What You Need to Know About Comps and How They Affect Your Home’s Value
Comps. They’re the one thing that can cause a seller some tense moments as they work with their real estate agent to come up with a price for their home. ‘Comps’ is actually the shortened version of comparisons. Basically, they’re the prices of homes sold in your area in the past 3-6 months. While the concept of a comp is pretty easy to understand, that doesn’t mean that comps are without nuances.
There are several things you need to keep in mind as you use comps to set the price for your home or, in the case of a buyer, use comps to determine whether a home’s price is fair.
Comps, CMAs, and Why They’re Important
A CMA is a comparative market analysis and is the industry term for comps; a report that lists the sale price of similar homes in your area.
“These reports estimate a property’s value based on properties of similar size, quality, and condition that typically sold within the past three to six months,” said Shawn Kunkler, an agent with Paragon Real Estate Group in San Francisco. “These reports are valuable because they help you understand the current housing market and trends.”
Comps are great when home prices are on the rise or when investors come into your neighborhood and renovate homes, therefore increasing their value. However, they can work against you when the market is starting to tank and banks foreclose on homes in your area or sellers do short sales.
The CMA your agent provides you is the first step to getting a good estimate of the value of your home, but they aren’t the final word; your appraisal is the key.
“The difference between an appraisal and a CMA is that an appraisal is completed by a licensed real estate appraiser while a CMA is created by an agent and is usually less formal.”
Establishing True Value May Not Work With Just Your Neighborhood
If you’re selling your home a few months after a random foreclosure or two show up in your neighborhood, there’s a good chance that limiting your CMA search to your neighborhood may not work because the results could be skewed outside the norm.

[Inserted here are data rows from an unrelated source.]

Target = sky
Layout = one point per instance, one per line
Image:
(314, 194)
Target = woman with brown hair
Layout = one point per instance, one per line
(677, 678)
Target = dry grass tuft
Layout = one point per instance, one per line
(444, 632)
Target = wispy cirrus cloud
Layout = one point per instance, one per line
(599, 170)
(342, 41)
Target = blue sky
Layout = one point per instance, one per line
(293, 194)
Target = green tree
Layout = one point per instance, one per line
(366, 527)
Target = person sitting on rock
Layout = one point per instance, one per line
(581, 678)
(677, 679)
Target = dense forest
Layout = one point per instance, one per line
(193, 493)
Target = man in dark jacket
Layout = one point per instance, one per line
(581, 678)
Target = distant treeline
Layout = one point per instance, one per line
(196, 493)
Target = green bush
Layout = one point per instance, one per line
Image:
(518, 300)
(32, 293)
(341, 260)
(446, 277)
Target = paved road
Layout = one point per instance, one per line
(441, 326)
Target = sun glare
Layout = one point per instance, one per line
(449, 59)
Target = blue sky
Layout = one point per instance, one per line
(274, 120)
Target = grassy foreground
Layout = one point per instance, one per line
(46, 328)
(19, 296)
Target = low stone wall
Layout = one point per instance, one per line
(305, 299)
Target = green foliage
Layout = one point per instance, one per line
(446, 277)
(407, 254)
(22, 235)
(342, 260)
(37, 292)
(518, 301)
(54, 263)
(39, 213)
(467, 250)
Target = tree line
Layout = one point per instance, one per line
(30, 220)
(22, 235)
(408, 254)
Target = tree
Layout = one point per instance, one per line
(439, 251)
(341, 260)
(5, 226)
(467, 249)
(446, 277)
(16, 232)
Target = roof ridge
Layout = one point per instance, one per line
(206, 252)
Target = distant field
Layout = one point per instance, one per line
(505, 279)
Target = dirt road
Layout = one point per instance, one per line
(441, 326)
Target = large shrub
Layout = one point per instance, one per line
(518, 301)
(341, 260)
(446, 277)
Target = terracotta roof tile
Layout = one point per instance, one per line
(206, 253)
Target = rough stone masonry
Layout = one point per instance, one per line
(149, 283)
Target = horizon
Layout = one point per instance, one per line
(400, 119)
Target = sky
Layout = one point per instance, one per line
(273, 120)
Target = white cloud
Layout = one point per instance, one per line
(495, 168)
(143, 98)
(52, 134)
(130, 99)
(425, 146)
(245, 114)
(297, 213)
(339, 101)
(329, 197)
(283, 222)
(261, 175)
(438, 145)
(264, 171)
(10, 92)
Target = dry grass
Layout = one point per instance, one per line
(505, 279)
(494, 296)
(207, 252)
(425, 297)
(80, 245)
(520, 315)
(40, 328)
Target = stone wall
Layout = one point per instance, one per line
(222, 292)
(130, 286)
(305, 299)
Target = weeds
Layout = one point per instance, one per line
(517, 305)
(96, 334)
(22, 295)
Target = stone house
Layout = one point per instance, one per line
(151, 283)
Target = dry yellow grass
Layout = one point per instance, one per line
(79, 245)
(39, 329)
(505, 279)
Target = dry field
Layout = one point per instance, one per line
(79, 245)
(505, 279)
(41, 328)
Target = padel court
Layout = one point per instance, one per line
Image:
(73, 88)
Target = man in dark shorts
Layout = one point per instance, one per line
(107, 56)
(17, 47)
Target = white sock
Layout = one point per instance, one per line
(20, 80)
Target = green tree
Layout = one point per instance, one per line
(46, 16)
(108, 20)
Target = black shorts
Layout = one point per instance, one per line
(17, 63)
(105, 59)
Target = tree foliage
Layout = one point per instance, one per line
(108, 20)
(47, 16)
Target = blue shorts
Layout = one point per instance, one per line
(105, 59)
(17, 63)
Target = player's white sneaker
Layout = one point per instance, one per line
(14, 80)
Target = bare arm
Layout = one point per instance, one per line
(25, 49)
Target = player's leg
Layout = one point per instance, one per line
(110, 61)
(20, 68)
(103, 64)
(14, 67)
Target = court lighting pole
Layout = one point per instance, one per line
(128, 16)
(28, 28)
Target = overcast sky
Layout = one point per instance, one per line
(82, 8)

In these instances, your agent may have to expand comps to neighborhoods similar to yours but not exactly close to your home.
“Markets are constantly changing, so it is important to work with timely information. Honing in on recent pending or, in particular, sold comps is arguably best practice,” says Lance Marrs of Portland’s Living Room Realty.
Comps Aren’t Always Going to Convince the Buyer
Buyers are a tricky lot. When it comes to comps, there’s a good chance they may not care as much about what similar homes are selling for as they are about how much money they can spend. That’s why it’s important that you try to be realistic about your listing when you’re comparing your home to comps.
“You cannot just look at properties nearby that have recently sold and feel you have a good understanding about the market in which you’re selling the home,” says Jacque Fairbourn, a PR rep with flipping site DoHardMoney.
“Remember, buyers are looking to pay as little as possible for the home they want and will not be looking at the comps through the same lens as you.”
A good selling agent can work with you to figure out how to handle the sale you want to get from your home, the market around your home, and the price that buyers are willing to pay.
Comps Are an Entirely Different Thing When the Market is Hot
When the market is cool and buyers have the advantage, you may find yourself in a position where neighborhood comps can’t carry your home’s price; buyers will underbid to no end because they know the market is working in their favor.
However, the opposite is true. When the market is hot, comp prices may not be able to catch up with demand. In other words, what comparable homes were selling for three to six months before yours goes on the market may not account for increased buyer demand.
“One of the things that I try to clarify for buyers early on is that listing price is just a number – especially in hyper-competitive markets like Boston currently, a property is worth what someone is willing to pay for it,” says Kate Ziegler, a Realtor at Boston’s Arborview Realty.
She also notes that, if your house is somewhat of a neighborhood unicorn because it’s bigger, newer, or just better than other recently sold homes, you may find yourself wanting to raise the price, especially if recent listings sold at prices that resulted from bidding wars.
“To get a sense of this type of demand, ask your agent to calculate the average percentage over (or under) asking similar properties have closed recently,” she said. “Be wary of going too far above what the comps bear out, lest you face an issue with appraisal.”